All my life I have had trouble falling asleep. When I was a child, I was usually kept awake by happy thoughts: dreaming or planning for the future, excitement. I just couldn’t shut off my mind.

As an adult I can still have difficulty falling asleep when my brain is too busy. It can be too busy with happy excitement or with anxiety. What makes it exponentially worse is to begin to berate myself for being unable to just relax, and to worry that my anxiety and sleeplessness indicate that I am on a downward slide of a mental health pit.

The habit of being anxious and fearful builds into a vague ominous feeling that something bad is going to happen. It creates more anxiety and fear. In the Harry Potter series, a boggart is a shape-shifter that can take the shape of whatever it thinks will most frighten us. Our minds are like those dark, enclosed spaces where boggarts like to hide. The “magical” process of banishing them is to bring them out into the light, name them, and make them look ridiculous.

Somehow, trying to articulate aloud the fears and anxieties that grow in my mind, makes them seem ridiculous or at least reduces them to a more realistic size.

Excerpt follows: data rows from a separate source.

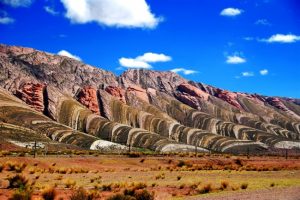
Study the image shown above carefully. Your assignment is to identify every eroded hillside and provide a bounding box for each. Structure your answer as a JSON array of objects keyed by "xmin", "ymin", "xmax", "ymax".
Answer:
[{"xmin": 1, "ymin": 44, "xmax": 300, "ymax": 153}]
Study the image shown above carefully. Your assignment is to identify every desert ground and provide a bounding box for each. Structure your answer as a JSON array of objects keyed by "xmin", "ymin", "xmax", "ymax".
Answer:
[{"xmin": 0, "ymin": 150, "xmax": 300, "ymax": 200}]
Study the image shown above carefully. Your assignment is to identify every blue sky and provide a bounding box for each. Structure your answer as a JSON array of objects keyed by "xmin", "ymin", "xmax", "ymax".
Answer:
[{"xmin": 0, "ymin": 0, "xmax": 300, "ymax": 98}]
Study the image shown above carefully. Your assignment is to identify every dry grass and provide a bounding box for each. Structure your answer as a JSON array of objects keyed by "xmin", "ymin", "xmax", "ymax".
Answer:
[
  {"xmin": 63, "ymin": 179, "xmax": 76, "ymax": 188},
  {"xmin": 0, "ymin": 155, "xmax": 299, "ymax": 199}
]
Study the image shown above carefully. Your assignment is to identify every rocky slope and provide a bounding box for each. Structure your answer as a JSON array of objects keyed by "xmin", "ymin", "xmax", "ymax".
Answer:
[{"xmin": 0, "ymin": 44, "xmax": 300, "ymax": 153}]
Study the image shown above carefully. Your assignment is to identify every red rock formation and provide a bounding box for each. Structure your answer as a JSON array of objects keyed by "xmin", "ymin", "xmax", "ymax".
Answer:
[
  {"xmin": 266, "ymin": 97, "xmax": 288, "ymax": 111},
  {"xmin": 175, "ymin": 93, "xmax": 200, "ymax": 109},
  {"xmin": 105, "ymin": 86, "xmax": 126, "ymax": 103},
  {"xmin": 77, "ymin": 86, "xmax": 100, "ymax": 114},
  {"xmin": 215, "ymin": 89, "xmax": 243, "ymax": 110},
  {"xmin": 16, "ymin": 83, "xmax": 45, "ymax": 112},
  {"xmin": 126, "ymin": 85, "xmax": 149, "ymax": 103},
  {"xmin": 177, "ymin": 83, "xmax": 209, "ymax": 101}
]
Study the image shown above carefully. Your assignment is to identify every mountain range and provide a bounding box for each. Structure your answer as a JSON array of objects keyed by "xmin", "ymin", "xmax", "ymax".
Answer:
[{"xmin": 0, "ymin": 44, "xmax": 300, "ymax": 154}]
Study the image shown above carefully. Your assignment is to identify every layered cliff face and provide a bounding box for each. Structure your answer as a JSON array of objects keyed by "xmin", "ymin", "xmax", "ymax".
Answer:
[{"xmin": 0, "ymin": 44, "xmax": 300, "ymax": 153}]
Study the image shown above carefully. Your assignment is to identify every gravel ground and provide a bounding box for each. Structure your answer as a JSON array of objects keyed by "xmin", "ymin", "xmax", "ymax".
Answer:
[{"xmin": 187, "ymin": 186, "xmax": 300, "ymax": 200}]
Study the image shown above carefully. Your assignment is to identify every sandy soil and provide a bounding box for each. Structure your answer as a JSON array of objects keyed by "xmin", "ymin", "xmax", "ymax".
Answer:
[{"xmin": 0, "ymin": 154, "xmax": 299, "ymax": 199}]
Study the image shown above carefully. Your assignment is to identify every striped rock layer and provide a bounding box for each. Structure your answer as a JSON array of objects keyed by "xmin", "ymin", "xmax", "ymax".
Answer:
[{"xmin": 0, "ymin": 44, "xmax": 300, "ymax": 152}]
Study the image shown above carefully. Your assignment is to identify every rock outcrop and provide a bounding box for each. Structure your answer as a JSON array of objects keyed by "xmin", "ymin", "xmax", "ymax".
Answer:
[
  {"xmin": 105, "ymin": 86, "xmax": 126, "ymax": 103},
  {"xmin": 15, "ymin": 82, "xmax": 46, "ymax": 113},
  {"xmin": 77, "ymin": 86, "xmax": 100, "ymax": 114}
]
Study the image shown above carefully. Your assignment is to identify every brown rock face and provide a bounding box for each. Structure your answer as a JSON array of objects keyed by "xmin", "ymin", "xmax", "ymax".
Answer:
[
  {"xmin": 177, "ymin": 83, "xmax": 209, "ymax": 101},
  {"xmin": 105, "ymin": 86, "xmax": 126, "ymax": 103},
  {"xmin": 216, "ymin": 89, "xmax": 243, "ymax": 110},
  {"xmin": 175, "ymin": 93, "xmax": 200, "ymax": 109},
  {"xmin": 126, "ymin": 85, "xmax": 149, "ymax": 103},
  {"xmin": 120, "ymin": 69, "xmax": 186, "ymax": 95},
  {"xmin": 16, "ymin": 83, "xmax": 45, "ymax": 112},
  {"xmin": 0, "ymin": 44, "xmax": 118, "ymax": 96},
  {"xmin": 77, "ymin": 86, "xmax": 100, "ymax": 114}
]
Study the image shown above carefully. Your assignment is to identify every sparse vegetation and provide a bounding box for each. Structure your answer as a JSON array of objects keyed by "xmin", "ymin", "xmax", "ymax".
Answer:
[
  {"xmin": 41, "ymin": 186, "xmax": 56, "ymax": 200},
  {"xmin": 9, "ymin": 189, "xmax": 32, "ymax": 200},
  {"xmin": 63, "ymin": 179, "xmax": 76, "ymax": 188},
  {"xmin": 7, "ymin": 174, "xmax": 29, "ymax": 189},
  {"xmin": 70, "ymin": 187, "xmax": 98, "ymax": 200},
  {"xmin": 108, "ymin": 188, "xmax": 154, "ymax": 200},
  {"xmin": 197, "ymin": 183, "xmax": 213, "ymax": 194},
  {"xmin": 220, "ymin": 181, "xmax": 229, "ymax": 190}
]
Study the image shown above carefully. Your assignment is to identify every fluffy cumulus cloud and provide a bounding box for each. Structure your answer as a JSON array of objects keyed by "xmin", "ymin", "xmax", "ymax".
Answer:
[
  {"xmin": 44, "ymin": 6, "xmax": 59, "ymax": 16},
  {"xmin": 60, "ymin": 0, "xmax": 162, "ymax": 29},
  {"xmin": 136, "ymin": 53, "xmax": 171, "ymax": 63},
  {"xmin": 220, "ymin": 8, "xmax": 243, "ymax": 16},
  {"xmin": 57, "ymin": 50, "xmax": 81, "ymax": 61},
  {"xmin": 226, "ymin": 55, "xmax": 246, "ymax": 64},
  {"xmin": 2, "ymin": 0, "xmax": 33, "ymax": 7},
  {"xmin": 119, "ymin": 52, "xmax": 171, "ymax": 69},
  {"xmin": 242, "ymin": 72, "xmax": 254, "ymax": 77},
  {"xmin": 0, "ymin": 17, "xmax": 14, "ymax": 24},
  {"xmin": 170, "ymin": 68, "xmax": 197, "ymax": 75},
  {"xmin": 260, "ymin": 69, "xmax": 268, "ymax": 75},
  {"xmin": 119, "ymin": 58, "xmax": 151, "ymax": 69},
  {"xmin": 262, "ymin": 34, "xmax": 300, "ymax": 43}
]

Most of my anxieties are boggarts. Maybe anxieties by definition are boggarts. Anxiety can do nothing to help whatever is my present or anticipated situation. Each night as I prepare for falling asleep, I try to let go of whatever is holding onto me.  I pray: “God grant me the serenity to accept the things I cannot change, the courage to change the things I can, and the wisdom to know the difference.” Some nights I still have trouble falling asleep but I know that “serenity” can be learned through the practice of “letting go”.

Gratitude Prompt: Give thanks for the good friend who can help me see the ridiculous in my anxieties. And thanks for the many nights when I have good sleeps.